MSNBC - Ending the Fantasy

As I've said for some weeks now, Kerry will win, and that's not just whistling in the dark. I gave several reasons yesterday. http://www.giveyoujoy.net/001555.html .Kim Amaral came back with another: Bush is only preaching to the converted. He keeps his own spirits up - he says - by "feeding off the crowds." But as everyone knows, the crowds are highly artificial. He talks only to people who have signed apledge of support to get into the event. This is the most isolated president in history, living in a total fantasy land. A good deal of the press will wake up Wednesday morning saying: "Well, this is what we should have told you. "

Any ways - here's how Newsweek columnist Eleanor Clift see it:

It’s hard to game the election with all the conflicting polls, but my prediction is that it will break at the last minute for Kerry. With more than two thirds of the undecided voters saying the country is on the wrong track, Kerry should win. Bush got 47.9 percent of the vote in 2000, and that’s where he is stuck today. A record voter turnout is expected, and that signals change, not four more years of the status quo.


Oh - and speaking of preaching to the faithful, Josh Marshall ran an incredible extension of this the other day. Apparently some crowds are saying a "pledge of allegiance" to Bush. This is downright spooky - but then, a lot of those folksbelieve a 5-year-olf can be a born again Christian, saved by Jesus, so . . . here's what Josh reported:

Can you say 'cult of personality'?

Chris Suellentrop has a half bizarre/half chilling report from the campaign trail in Florida last night. It's about what seems to be a new feature of the Bush rallies: the pledge of allegiance to President Bush.

Here's Chris ...

"I want you to stand, raise your right hands," and recite "the Bush Pledge," said Florida state Sen. Ken Pruitt. The assembled mass of about 2,000 in this Treasure Coast town about an hour north of West Palm Beach dutifully rose, arms aloft, and repeated after Pruitt: "I care about freedom and liberty. I care about my family. I care about my country. Because I care, I promise to work hard to re-elect, re-elect George W. Bush as president of the United States."

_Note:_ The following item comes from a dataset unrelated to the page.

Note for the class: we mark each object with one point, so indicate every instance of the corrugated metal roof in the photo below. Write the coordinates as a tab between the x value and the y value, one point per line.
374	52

I know the Bush-Cheney campaign occasionally requires the people who attend its events to sign loyalty oaths, but this was the first time I have ever seen an audience actually stand and utter one. Maybe they've replaced the written oath with a verbal one.

I believe in one father, one son and one other son, who's now governor of Florida, who will take over after this son retires from office in 2009.